Sir — It is saddening that the tennis player and winner of five Grand Slam singles titles, Maria Sharapova, has decided to retire from the sport at the age of 32 (“Sharapova says goodbye to tennis”, Feb 27). Her retirement comes soon after the death of the basketball star, Kobe Bryant, who was a good friend of hers and had been a guiding force for her through her career. Sharapova said that Bryant’s demise helped her cement her own decision about hanging up her tennis shoes.
The most significant reason for her retirement, however, is the near-constant pain she has had to live with over the last few years. While Sharapova was a world number one player and also one of the most recognized faces of the sport, she struggled to regain her form after a suspension. The ban was the result of her having tested positive for meldonium, a drug developed for ischaemia patients that she said she had been taking for years on account of a magnesium deficiency and a family history of diabetes. The drug, while available in the Baltic countries and Russia, is not approved for use in the the rest of Europe or in the United States of America.

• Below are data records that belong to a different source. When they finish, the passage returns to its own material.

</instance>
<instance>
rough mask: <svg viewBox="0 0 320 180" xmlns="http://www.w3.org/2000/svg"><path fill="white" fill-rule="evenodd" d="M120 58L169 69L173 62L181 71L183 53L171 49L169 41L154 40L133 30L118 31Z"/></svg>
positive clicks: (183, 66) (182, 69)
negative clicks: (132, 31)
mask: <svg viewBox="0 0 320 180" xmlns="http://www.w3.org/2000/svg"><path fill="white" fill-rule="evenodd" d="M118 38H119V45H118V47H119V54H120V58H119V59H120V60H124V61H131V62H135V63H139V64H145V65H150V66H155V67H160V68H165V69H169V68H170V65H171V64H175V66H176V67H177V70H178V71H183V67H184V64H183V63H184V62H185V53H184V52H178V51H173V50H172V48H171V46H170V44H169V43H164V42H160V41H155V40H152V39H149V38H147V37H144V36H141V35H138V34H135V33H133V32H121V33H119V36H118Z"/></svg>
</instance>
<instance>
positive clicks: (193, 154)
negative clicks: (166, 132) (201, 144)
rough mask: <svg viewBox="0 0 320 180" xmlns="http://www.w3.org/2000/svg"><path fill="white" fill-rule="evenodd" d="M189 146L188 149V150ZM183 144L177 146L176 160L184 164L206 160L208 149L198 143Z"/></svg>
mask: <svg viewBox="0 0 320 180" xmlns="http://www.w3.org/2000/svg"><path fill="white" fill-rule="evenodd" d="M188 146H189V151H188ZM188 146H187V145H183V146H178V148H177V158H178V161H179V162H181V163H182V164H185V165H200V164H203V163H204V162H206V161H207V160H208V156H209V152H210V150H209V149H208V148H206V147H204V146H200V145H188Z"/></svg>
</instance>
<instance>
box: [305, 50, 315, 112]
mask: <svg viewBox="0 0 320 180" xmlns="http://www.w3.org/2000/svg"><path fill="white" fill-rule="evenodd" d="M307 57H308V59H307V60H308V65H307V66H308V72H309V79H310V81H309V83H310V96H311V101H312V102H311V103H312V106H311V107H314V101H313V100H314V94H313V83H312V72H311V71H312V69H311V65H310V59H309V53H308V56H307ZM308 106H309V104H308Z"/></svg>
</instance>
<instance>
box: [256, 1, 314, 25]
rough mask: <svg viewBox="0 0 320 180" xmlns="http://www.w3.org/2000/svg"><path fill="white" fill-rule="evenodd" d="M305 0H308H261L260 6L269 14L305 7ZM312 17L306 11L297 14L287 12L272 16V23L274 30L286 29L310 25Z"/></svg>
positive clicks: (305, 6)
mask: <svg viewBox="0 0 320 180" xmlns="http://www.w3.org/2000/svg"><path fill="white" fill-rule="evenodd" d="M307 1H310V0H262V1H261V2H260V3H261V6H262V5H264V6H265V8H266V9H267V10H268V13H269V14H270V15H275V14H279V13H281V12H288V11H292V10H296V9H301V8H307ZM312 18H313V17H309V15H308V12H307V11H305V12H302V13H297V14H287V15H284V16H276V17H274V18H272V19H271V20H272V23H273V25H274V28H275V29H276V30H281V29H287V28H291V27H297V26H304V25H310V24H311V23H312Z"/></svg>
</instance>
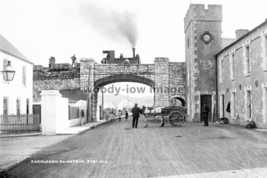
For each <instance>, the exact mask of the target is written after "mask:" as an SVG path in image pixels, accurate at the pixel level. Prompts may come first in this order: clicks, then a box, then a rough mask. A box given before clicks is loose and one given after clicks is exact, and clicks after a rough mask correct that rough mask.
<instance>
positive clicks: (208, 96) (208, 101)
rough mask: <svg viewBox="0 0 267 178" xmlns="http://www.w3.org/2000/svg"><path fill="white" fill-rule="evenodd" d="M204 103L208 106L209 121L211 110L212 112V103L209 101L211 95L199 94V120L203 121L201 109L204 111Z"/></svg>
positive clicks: (201, 109)
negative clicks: (199, 117)
mask: <svg viewBox="0 0 267 178" xmlns="http://www.w3.org/2000/svg"><path fill="white" fill-rule="evenodd" d="M204 103H206V104H207V106H208V107H209V108H210V112H209V116H208V117H209V121H211V112H212V107H211V106H212V105H211V104H212V103H211V95H200V106H201V107H200V113H201V117H200V121H201V122H202V121H204V115H203V111H204V107H203V106H204Z"/></svg>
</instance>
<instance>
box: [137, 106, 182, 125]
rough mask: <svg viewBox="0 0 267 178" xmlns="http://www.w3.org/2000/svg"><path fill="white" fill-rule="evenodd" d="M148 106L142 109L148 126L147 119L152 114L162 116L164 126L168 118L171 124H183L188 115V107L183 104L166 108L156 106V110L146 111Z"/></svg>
mask: <svg viewBox="0 0 267 178" xmlns="http://www.w3.org/2000/svg"><path fill="white" fill-rule="evenodd" d="M145 109H146V107H144V106H143V108H142V111H143V114H144V116H145V122H146V125H145V127H147V120H148V118H149V117H150V116H152V117H154V118H155V117H160V118H161V127H163V126H164V124H165V121H166V120H167V121H168V122H169V123H170V125H171V126H173V127H177V126H181V125H182V124H183V123H184V122H185V120H186V116H187V112H186V108H185V107H183V106H168V107H164V108H160V107H159V108H155V109H154V111H151V110H150V112H148V113H146V112H144V111H145Z"/></svg>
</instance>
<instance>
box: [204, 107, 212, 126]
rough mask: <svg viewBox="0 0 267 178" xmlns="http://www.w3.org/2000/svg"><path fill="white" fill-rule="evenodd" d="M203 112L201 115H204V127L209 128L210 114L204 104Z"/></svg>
mask: <svg viewBox="0 0 267 178" xmlns="http://www.w3.org/2000/svg"><path fill="white" fill-rule="evenodd" d="M203 109H204V111H203V115H204V126H209V112H210V108H209V106H208V105H207V104H206V103H204V108H203Z"/></svg>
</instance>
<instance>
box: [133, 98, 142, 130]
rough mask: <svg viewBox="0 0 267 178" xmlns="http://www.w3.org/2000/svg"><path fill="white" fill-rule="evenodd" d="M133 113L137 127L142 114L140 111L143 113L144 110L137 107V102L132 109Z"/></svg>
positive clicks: (134, 118) (133, 116) (135, 124)
mask: <svg viewBox="0 0 267 178" xmlns="http://www.w3.org/2000/svg"><path fill="white" fill-rule="evenodd" d="M132 113H133V128H137V125H138V118H139V116H140V113H142V110H141V109H140V108H139V107H137V103H135V106H134V107H133V109H132Z"/></svg>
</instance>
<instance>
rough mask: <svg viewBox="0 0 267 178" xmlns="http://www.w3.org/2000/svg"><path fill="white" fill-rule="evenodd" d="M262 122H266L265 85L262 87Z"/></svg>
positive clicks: (265, 122)
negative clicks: (262, 104) (262, 117)
mask: <svg viewBox="0 0 267 178" xmlns="http://www.w3.org/2000/svg"><path fill="white" fill-rule="evenodd" d="M262 97H263V113H262V116H263V123H265V124H266V123H267V85H265V86H264V87H263V95H262Z"/></svg>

It is a pity that a player of Sharapova’s ability and stature is now at the 373rd spot in the world rankings. She became a global star in 2004 by winning Wimbledon at the age of 17, upsetting the top-seeded Serena Williams in a gripping final. Irrespective of how Sharapova’s career turned out, she always commanded respect from her peers for her single-mindedness and fighting spirit.
Bidyut Kumar Chatterjee
Sir — It is deeply saddening — albeit not surprising — for all of Maria Sharapova’s fans that the five-time Grand Slam champion has announced her retirement. The former world number one tennis star has been struggling with injuries and poor form ever since she returned to the game following a drug ban. All lovers of the sport will miss Sharapova’s splendid playing on the tennis court in the future.
Sir — With Maria Sharapova’s retirement, tennis has lost a star. The player had the potential to be an all-time great of the sport. Even with all the troubles and controversies she faced, she still had a glittering career. The statistics speak for themselves — she spent 21 weeks as the World Tennis Association’s number one player and, at the age of 18, became the fifth youngest woman to reach that spot after Martina Hingis, Monica Seles, Tracy Austin and Steffi Graf. She was also a silver medallist at the Olympics in London in 2012 and won 36 singles titles from 59 finals apart from three doubles titles. These are just some of her achievements.
The premature retirement of a mediocre player would perhaps not have evoked the kind of reactions that Sharapova’s announcement has elicited. The main reason for the lament of fans and other enthusiasts of the game is the fact that most people acknowledged Sharapova’s supreme talent and potential to do greater things in tennis. Injuries, chronic pain and a ban resulted in her career being cut short.
It has been a strange, tough time for the world of sport recently — first, Kobe Bryant passed away and now Sharapova has decided to call it a day, arguably much before her time. It is perhaps not a coincidence that the two were great friends and Sharapova relied heavily on Bryant for advice about her career.
Sir — The decision of the West Bengal government to reintroduce the iconic double-decker bus to city roads in a bid to improve the public transport system is a welcome development. The buses, with an open roof design similar to those found in London, will probably be used for tourism purposes before they become available for regular commuters.
The double-decker bus was first introduced in the city in 1926 during the British raj. It plied between Shyambazar and Kalighat. Those buses were phased out around 1998 on account of maintenance costs being too high. Reportedly, the only Indian city that has double-decker buses in its public transportation fleet at present is Mumbai.
The vehicles would initially run on diesel. However, in the light of the rapidly deteriorating air quality index of our cities, there should be plans to ensure that the buses run on CNG or electricity. For electric buses in Calcutta, the overhead electric installations for trams can be used, albeit with some modifications.